Nuclear DNA content was assessed, using image cytometry, in adult melanocytes in normal skin and in 20 intradermal naevi, 60 junction naevi, 107 compound naevi, 61 dysplastic naevi, 17 melanomas in situ and 101 primary malignant melanomas. Proliferation was estimated using mitotic counting and immunohistochemical staining by anti-Ki-67 (clone MIB1) monoclonal antibodies. All normal adult melanocytes; and intradermal naevi (97% junction naevi, 98% compound naevi, 66% dysplastic naevi) were diploid. Thirty-four percent of the dysplastic naevi, 88% of the melanomas in situ and 96% of the malignant melanomas were clearly aneuploid. Proliferation, as assessed by mitotic counting and MI81 index, was significantly higher in aneuploid invasive malignant melanomas than in aneuploid dysplastic naevi (P<0.0001).
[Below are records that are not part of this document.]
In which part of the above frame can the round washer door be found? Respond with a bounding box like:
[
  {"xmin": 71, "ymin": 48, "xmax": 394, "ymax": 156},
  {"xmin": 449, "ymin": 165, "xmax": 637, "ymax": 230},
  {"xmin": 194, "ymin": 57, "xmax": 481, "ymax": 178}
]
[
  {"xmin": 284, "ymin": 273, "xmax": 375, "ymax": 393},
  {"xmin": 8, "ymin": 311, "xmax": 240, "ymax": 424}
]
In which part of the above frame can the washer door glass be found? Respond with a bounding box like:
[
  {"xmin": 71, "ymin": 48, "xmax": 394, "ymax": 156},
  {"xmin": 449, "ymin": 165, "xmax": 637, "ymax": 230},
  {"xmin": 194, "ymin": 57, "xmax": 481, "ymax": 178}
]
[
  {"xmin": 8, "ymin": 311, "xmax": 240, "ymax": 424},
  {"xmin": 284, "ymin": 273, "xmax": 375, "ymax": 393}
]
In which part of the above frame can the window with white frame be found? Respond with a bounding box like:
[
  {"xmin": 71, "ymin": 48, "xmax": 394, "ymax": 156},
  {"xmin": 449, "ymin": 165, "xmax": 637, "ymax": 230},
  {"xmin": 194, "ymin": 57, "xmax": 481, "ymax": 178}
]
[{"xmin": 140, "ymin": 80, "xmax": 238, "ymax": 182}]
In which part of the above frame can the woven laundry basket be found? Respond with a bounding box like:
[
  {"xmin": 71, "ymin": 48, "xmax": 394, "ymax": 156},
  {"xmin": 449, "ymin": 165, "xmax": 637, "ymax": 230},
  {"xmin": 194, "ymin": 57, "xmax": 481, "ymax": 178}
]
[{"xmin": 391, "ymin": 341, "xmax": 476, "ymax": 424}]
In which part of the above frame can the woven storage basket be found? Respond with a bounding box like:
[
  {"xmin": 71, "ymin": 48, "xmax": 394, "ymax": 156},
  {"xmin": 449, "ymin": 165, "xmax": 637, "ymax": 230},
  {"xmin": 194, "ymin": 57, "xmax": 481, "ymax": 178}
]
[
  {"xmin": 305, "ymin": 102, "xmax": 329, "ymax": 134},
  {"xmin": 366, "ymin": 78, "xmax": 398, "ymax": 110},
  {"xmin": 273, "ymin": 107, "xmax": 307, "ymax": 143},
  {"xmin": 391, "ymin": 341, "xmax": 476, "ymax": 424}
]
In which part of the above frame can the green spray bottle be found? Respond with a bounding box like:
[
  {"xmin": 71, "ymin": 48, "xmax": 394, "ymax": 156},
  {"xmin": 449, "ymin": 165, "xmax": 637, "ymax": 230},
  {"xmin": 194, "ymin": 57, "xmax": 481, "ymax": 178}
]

The results indicate that histomorphologically defined entities of melanocytic lesions are characterized by typical DNA distribution patterns. Distinct aneuploidy combined with high proliferation rates generally seem to be well correlated to an increased malignancy potential of the lesion. In dysplastic naevi, the clonic expansion of aneuploid naevus cells may be limited by host defence mechanisms. Thus, DNA aneuploidy seems to indicate increased risk of malignant transformation, but has to be combined with other data, such as proliferation, in order to differentiate more precisely between different melanocytic lesions.